Of course, we can define words like “consciousness” any way we like (for example: “consciousness is being able to generate text that is indistinguishable from what a human would write”), and then announce to the world that GPT-3 is “conscious” (in that particular sense), but that’s like saying GPT-3 is “green” because we decided to use word “green” for anything whose name starts with the letter “G”. It is neither informative, nor helpful.
This “looks like a duck, quacks like a duck” approach is the crux of the Turing Test. Proposed in 1950 by computer scientist Alan Turing, it boils down to this: if a human judge cannot tell a computer from a human by having a conversation through passing notes, that’s close enough to answering the question of “does this computer think.” It is admittedly a rather brilliant thought experiment; sadly it does not provide an answer to whether computers can think — nor whether or not GPT-3 is, in fact, conscious (or a duck).
Imagine a Turing Test conducted in Chinese. A human judge sends in questions in Chinese, and receives responses in Chinese. But on the other end there is a human test subject who has a long and detailed rulebook on which Chinese characters to respond with depending on Chinese characters received.
With the help of the rulebook a person not knowing a word of Chinese could respond in Chinese to messages in Chinese well enough to convince any person on the other side they speak fluent Chinese. But it would still not mean that the person inside suddenly learned Chinese, nor that the whole “system” (the person, the rulebook, and the means of communication) “understands” Chinese.
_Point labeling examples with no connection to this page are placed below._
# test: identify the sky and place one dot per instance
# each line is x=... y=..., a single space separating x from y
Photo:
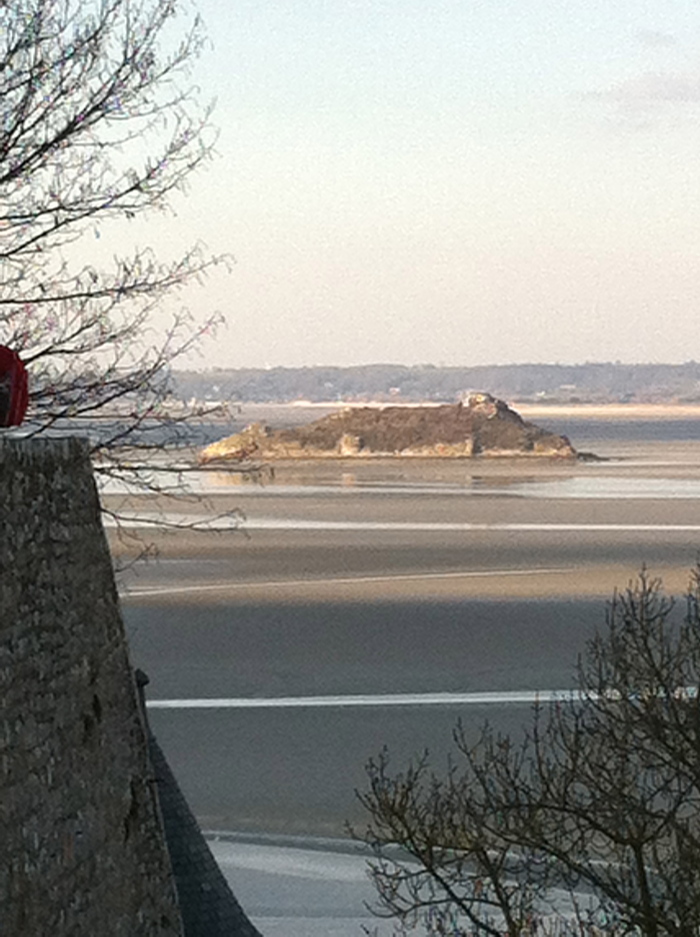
x=453 y=182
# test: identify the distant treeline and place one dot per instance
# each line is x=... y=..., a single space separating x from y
x=552 y=382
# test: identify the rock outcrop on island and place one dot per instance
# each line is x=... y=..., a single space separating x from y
x=481 y=426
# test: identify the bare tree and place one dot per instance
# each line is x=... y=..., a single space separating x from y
x=99 y=125
x=588 y=824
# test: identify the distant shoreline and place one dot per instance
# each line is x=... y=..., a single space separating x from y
x=610 y=411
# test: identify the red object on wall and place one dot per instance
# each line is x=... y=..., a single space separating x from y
x=13 y=388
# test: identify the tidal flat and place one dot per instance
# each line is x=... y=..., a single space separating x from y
x=358 y=583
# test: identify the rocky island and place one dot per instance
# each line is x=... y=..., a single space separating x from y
x=479 y=427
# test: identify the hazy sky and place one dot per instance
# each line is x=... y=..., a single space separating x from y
x=451 y=181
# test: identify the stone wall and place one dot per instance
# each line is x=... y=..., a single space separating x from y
x=82 y=850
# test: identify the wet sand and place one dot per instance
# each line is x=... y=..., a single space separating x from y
x=386 y=604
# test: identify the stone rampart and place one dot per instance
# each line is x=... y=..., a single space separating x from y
x=82 y=850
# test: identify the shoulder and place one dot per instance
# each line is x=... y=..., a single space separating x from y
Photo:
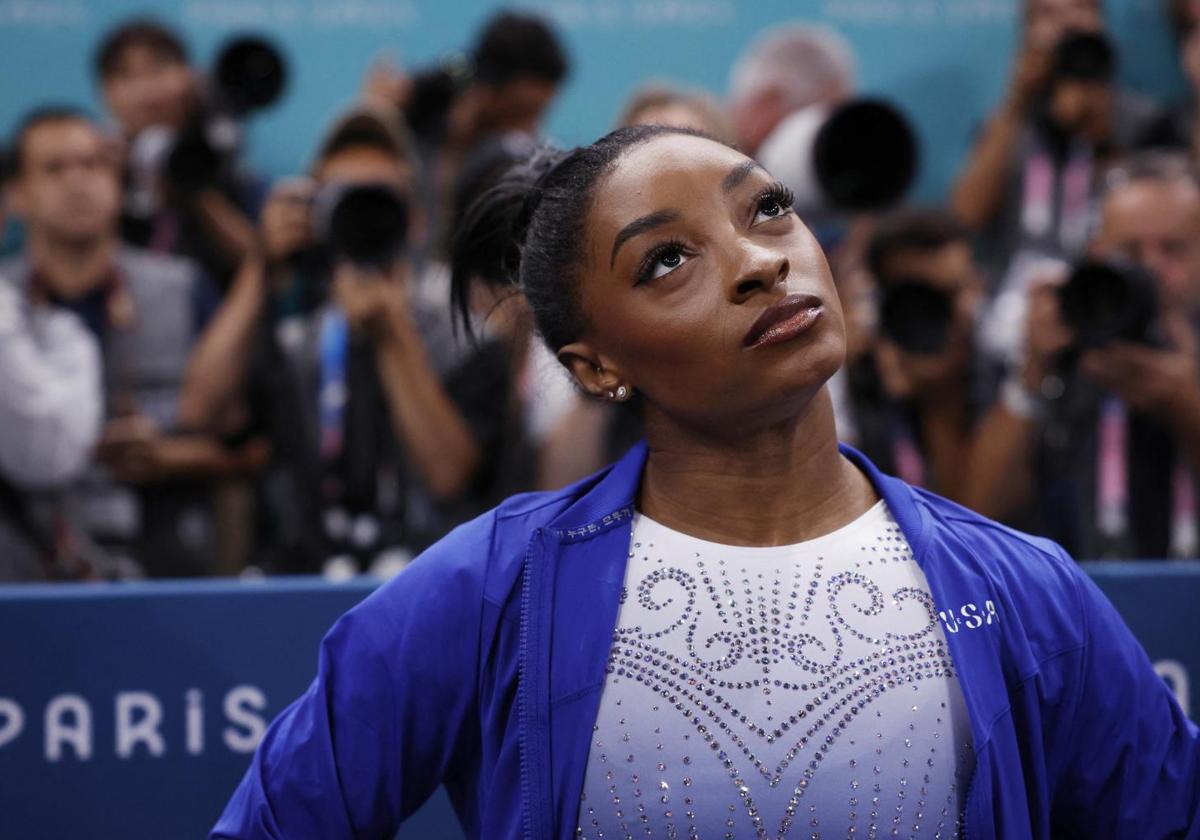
x=478 y=562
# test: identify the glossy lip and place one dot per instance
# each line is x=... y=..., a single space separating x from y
x=784 y=321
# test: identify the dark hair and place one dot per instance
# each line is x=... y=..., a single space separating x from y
x=922 y=229
x=34 y=120
x=137 y=33
x=539 y=208
x=514 y=46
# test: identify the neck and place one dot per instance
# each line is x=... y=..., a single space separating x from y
x=71 y=268
x=779 y=486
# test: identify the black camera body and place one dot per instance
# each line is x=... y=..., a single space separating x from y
x=1109 y=300
x=249 y=75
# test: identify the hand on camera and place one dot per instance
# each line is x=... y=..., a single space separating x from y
x=1045 y=334
x=1150 y=379
x=387 y=85
x=370 y=298
x=133 y=449
x=286 y=223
This “Chinese Room” mental experiment (described in a 1980 paper by philosopher John Searle) is an eerily good analogy of what GPT-3 does: there’s input, output, and a rulebook (the result of training the model on a huge volume of human-written text) on what output to generate based on the input given.
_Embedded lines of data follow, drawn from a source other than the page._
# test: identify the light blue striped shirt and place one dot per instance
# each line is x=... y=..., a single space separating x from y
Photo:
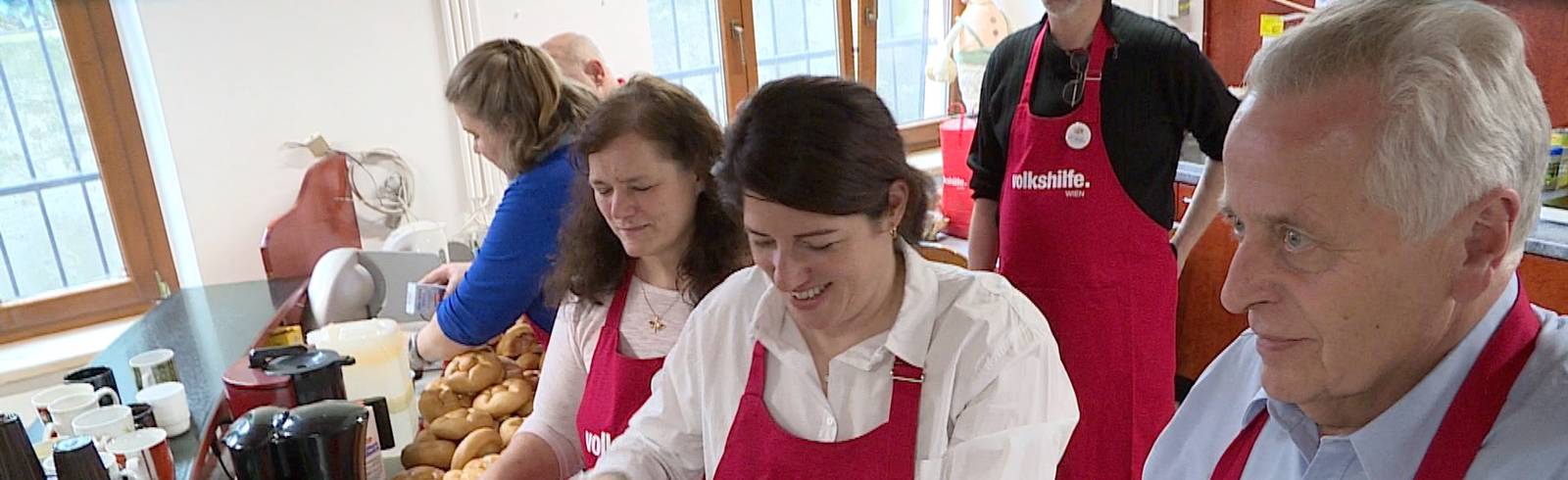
x=1528 y=441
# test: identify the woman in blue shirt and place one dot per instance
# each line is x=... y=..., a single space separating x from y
x=521 y=115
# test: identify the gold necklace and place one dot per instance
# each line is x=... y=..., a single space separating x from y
x=658 y=322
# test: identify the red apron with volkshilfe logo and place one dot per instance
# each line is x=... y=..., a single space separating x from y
x=1102 y=271
x=1470 y=417
x=758 y=448
x=616 y=385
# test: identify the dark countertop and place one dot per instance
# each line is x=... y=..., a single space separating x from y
x=208 y=328
x=1549 y=239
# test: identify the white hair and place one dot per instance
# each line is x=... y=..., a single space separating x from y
x=1463 y=114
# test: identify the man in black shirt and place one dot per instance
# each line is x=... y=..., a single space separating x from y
x=1074 y=204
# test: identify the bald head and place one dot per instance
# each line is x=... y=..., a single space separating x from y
x=580 y=60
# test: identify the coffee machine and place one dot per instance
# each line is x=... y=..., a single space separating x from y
x=318 y=441
x=284 y=377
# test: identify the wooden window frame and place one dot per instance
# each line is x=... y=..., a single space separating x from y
x=857 y=59
x=110 y=110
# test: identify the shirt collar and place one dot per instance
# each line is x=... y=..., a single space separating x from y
x=1395 y=443
x=908 y=339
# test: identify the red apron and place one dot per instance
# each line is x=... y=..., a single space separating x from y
x=1100 y=270
x=758 y=448
x=616 y=385
x=1470 y=417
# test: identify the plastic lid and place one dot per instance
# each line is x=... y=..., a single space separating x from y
x=242 y=377
x=308 y=362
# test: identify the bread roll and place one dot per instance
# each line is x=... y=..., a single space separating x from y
x=504 y=399
x=509 y=428
x=438 y=399
x=477 y=444
x=472 y=372
x=420 y=472
x=431 y=452
x=460 y=422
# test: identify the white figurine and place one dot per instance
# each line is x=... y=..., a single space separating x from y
x=966 y=49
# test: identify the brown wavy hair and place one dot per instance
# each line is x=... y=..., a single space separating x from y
x=592 y=260
x=820 y=145
x=517 y=91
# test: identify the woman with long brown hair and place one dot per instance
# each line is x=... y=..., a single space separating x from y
x=522 y=118
x=844 y=354
x=647 y=240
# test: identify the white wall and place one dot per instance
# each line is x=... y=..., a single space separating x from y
x=221 y=83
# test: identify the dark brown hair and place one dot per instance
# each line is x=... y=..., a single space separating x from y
x=592 y=260
x=517 y=91
x=820 y=145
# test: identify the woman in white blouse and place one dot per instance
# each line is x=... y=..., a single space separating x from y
x=844 y=355
x=648 y=237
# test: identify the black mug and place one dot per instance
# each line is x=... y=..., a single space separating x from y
x=141 y=414
x=75 y=458
x=98 y=377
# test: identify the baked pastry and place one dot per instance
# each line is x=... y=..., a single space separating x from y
x=477 y=444
x=420 y=472
x=507 y=428
x=438 y=399
x=504 y=399
x=428 y=452
x=472 y=372
x=516 y=341
x=460 y=422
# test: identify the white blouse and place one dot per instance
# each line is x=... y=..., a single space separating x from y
x=996 y=402
x=576 y=339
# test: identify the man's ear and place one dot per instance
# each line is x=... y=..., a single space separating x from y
x=1489 y=223
x=596 y=72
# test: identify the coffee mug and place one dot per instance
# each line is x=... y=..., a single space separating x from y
x=51 y=394
x=98 y=377
x=78 y=458
x=145 y=454
x=104 y=422
x=154 y=367
x=68 y=408
x=141 y=414
x=170 y=407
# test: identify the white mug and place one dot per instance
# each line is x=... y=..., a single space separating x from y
x=153 y=367
x=104 y=422
x=51 y=394
x=68 y=408
x=170 y=407
x=145 y=452
x=109 y=464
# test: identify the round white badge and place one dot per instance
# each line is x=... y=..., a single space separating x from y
x=1079 y=135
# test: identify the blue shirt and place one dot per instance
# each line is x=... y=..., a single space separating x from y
x=1528 y=441
x=507 y=278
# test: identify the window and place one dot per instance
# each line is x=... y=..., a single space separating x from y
x=725 y=49
x=80 y=232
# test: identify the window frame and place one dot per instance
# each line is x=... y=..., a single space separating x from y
x=115 y=130
x=857 y=54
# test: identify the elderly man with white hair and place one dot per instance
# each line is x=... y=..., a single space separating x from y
x=1384 y=172
x=579 y=60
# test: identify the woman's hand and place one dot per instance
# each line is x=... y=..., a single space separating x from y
x=449 y=275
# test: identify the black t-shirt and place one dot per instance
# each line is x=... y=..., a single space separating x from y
x=1157 y=85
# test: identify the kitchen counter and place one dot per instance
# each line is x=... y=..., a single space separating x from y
x=208 y=328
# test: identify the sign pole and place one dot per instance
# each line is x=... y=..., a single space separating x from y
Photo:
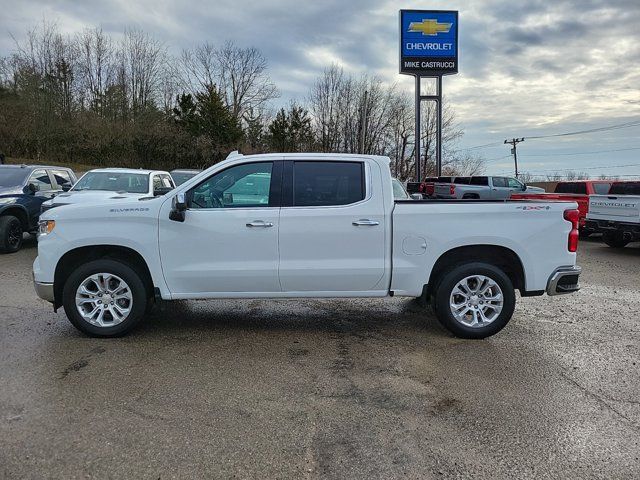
x=417 y=130
x=439 y=150
x=428 y=48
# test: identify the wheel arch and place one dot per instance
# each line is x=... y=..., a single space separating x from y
x=77 y=256
x=19 y=212
x=502 y=257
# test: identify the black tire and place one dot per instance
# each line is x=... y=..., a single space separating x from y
x=615 y=239
x=126 y=273
x=10 y=234
x=446 y=285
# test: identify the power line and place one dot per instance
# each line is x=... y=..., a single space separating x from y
x=577 y=153
x=632 y=123
x=583 y=168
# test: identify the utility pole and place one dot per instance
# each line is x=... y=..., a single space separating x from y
x=363 y=124
x=513 y=142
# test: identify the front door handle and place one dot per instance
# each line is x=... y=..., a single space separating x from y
x=364 y=222
x=259 y=224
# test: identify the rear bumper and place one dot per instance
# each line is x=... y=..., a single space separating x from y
x=614 y=226
x=564 y=280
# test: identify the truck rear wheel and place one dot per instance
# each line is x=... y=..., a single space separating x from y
x=10 y=234
x=104 y=298
x=615 y=239
x=475 y=300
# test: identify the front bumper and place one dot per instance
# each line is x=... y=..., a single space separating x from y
x=44 y=291
x=564 y=280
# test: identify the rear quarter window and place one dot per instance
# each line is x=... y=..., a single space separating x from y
x=601 y=188
x=579 y=188
x=479 y=181
x=327 y=183
x=625 y=188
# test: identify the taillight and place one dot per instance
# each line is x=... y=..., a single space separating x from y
x=573 y=216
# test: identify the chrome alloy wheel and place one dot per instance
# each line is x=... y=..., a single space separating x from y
x=476 y=301
x=104 y=300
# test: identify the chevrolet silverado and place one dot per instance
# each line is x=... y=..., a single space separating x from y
x=303 y=225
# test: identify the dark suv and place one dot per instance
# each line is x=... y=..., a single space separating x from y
x=23 y=188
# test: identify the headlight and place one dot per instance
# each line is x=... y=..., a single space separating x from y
x=45 y=227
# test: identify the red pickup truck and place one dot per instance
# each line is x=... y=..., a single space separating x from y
x=574 y=191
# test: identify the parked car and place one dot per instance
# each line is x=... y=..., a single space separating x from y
x=338 y=233
x=617 y=214
x=426 y=187
x=103 y=183
x=481 y=187
x=572 y=191
x=181 y=175
x=400 y=193
x=23 y=188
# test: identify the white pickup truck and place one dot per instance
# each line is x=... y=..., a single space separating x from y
x=303 y=225
x=617 y=214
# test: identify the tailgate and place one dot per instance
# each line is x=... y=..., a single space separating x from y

It’s hard to deny that GPT-3 and similar language prediction models have some form of memory, capacity to learn in a certain important sense, and perhaps even ability to anticipate in a limited way (that’s the “prediction” part of “language prediction”). These are some, but by no means all characteristics we would expect in a conscious system, and ascribing any meaningful form of subjective experience or awareness to GPT-3 remains a stretch, to say the least.
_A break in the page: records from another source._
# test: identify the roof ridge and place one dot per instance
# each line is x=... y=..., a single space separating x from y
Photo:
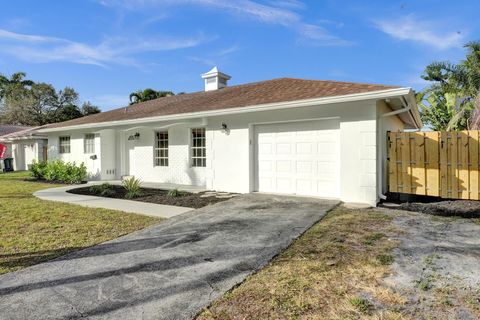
x=247 y=94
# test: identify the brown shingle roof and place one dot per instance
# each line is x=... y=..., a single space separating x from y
x=270 y=91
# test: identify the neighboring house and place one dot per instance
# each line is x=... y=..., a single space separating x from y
x=25 y=146
x=290 y=136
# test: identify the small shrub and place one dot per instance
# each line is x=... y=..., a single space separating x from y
x=385 y=259
x=360 y=304
x=104 y=189
x=174 y=193
x=59 y=170
x=132 y=186
x=372 y=238
x=38 y=169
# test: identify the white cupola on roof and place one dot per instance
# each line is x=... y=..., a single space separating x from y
x=215 y=79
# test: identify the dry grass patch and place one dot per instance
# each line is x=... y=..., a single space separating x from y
x=332 y=272
x=34 y=231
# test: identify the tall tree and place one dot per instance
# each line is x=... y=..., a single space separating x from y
x=148 y=94
x=451 y=102
x=17 y=79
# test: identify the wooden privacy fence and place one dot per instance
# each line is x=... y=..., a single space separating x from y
x=441 y=164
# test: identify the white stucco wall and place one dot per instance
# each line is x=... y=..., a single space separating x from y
x=232 y=156
x=140 y=156
x=77 y=154
x=24 y=152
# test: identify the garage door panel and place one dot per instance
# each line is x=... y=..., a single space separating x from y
x=284 y=185
x=284 y=166
x=284 y=148
x=298 y=158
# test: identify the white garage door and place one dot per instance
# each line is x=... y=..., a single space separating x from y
x=298 y=158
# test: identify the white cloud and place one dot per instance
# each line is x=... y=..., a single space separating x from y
x=280 y=12
x=110 y=101
x=113 y=50
x=429 y=33
x=320 y=35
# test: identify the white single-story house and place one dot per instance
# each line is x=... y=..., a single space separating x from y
x=288 y=136
x=25 y=146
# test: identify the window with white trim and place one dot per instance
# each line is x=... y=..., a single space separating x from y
x=64 y=144
x=89 y=143
x=199 y=149
x=161 y=149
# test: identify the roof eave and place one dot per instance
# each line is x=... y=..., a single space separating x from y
x=379 y=94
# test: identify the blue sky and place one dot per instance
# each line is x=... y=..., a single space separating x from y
x=106 y=49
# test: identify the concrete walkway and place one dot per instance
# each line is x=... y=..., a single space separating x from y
x=168 y=271
x=150 y=209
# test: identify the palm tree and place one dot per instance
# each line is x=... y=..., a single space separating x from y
x=16 y=79
x=148 y=94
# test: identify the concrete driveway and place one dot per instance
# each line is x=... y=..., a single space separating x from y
x=168 y=271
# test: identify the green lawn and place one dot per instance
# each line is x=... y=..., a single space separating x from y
x=34 y=230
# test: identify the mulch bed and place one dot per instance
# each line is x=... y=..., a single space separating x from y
x=50 y=181
x=459 y=208
x=158 y=196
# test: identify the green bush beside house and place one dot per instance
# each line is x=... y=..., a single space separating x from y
x=59 y=171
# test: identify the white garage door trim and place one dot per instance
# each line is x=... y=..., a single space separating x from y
x=301 y=157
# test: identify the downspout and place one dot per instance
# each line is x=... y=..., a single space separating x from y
x=406 y=108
In short, saying that GPT-3 is conscious because it can generate text that looks like it is human-written, is like saying a large screen TV is a window because it can show images of the great outdoors.
However, while jumping to sensationalist conclusions is not very useful, asking these questions very definitely is. They do help us probe our understanding of what consciousness is, and perhaps understand ourselves a little bit better. In the end, it is not really out of the question that consciousness could emerge in a human-made object.
It also precipitates potentially important ethical questions, like: if GPT-3 were conscious, what would it mean that Microsoft owns it now?